After his release in Boundary County, Lance continued on to Libby where Diana had him arrested again for what appears to be getting mad at her on the phone when he attempted to talk to his daughter and wish her a happy birthday.

Diana then paid A-Z Bail Bonds of Sandpoint $500 and revoked the bond she had traded the quit claim for -- a dirty trick in anybody's book.

A friend of Lance posted his bail. According to Robert Lance, his son waited over an hour to be released after making bail. Then, as he was leaving the jail, a rusty knife was shoved into his hand and outside the door two representatives from A-Z Bail Bonds was waiting to rearrest him. “He immediately threw the knife down and the man tackled him to the ground and scraped his face in the gravel giving him a concussion.
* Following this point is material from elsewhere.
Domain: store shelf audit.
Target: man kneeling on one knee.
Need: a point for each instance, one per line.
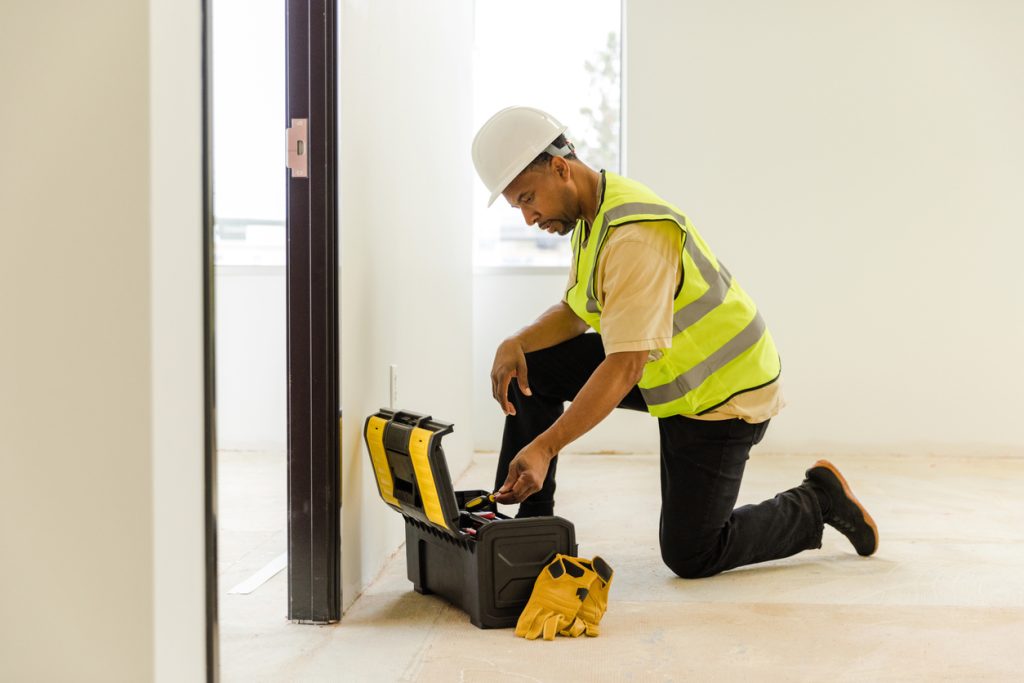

Rocks were imbedded in his eyes and to this day he is nearly blind in one eye,” said Robert Lance.

Lance was immediately rearrested on or about May 1, 1998, and bail was increased from $16,000 to $30,000. Robert Lance paid $5,000 cash and posted a note against his farm for $35,000.

Lance was free until he was arrested for what Woodbury had decided was perjury regarding his testimony that he had not rented a room at the Kootenai Valley Inn. Lance was incarcerated from February 19 forward and will be slowly making his way to a state institution in Boise to serve out his sentence for being at the wrong place at the wrong time in Boundary County.

Court sanctioned theft

When Lance was originally arrested, he had on him $1,108 that has been directly attributed to the sale of a vehicle and is not connected in any way to drugs. The money appears on the inventory list of Lance's personal effects. According to the Lances, Boundary County prosecutors have been trying to get their hands on that money since day one, but have not been able to do so.

The day after Lance had been sentenced, Denise Woodbury filed a motion to request a trial date so that the county could perhaps steal Lance's money while he was imprisoned and unable to defend himself.

The motion specifies the civil forfeiture of “ONE THOUSAND ONE HUNDRED EIGHT DOLLARS ($1,108) UNITED STATES CURRENCY”

The motion further states the plaintiff's (Denise Woodbury's) lack of interest that the money question be argued before a jury and that, “Plaintiff does not believe that mediation is an appropriate alternative for dispute resolution in this civil forfeiture matter.”

The trial date has been set for October 7, 1999.

In the mean time, Lance prepares for his appeal while sentenced to serve 2-6 years for being convicted of a crimes that had been dismissed in a mistrial.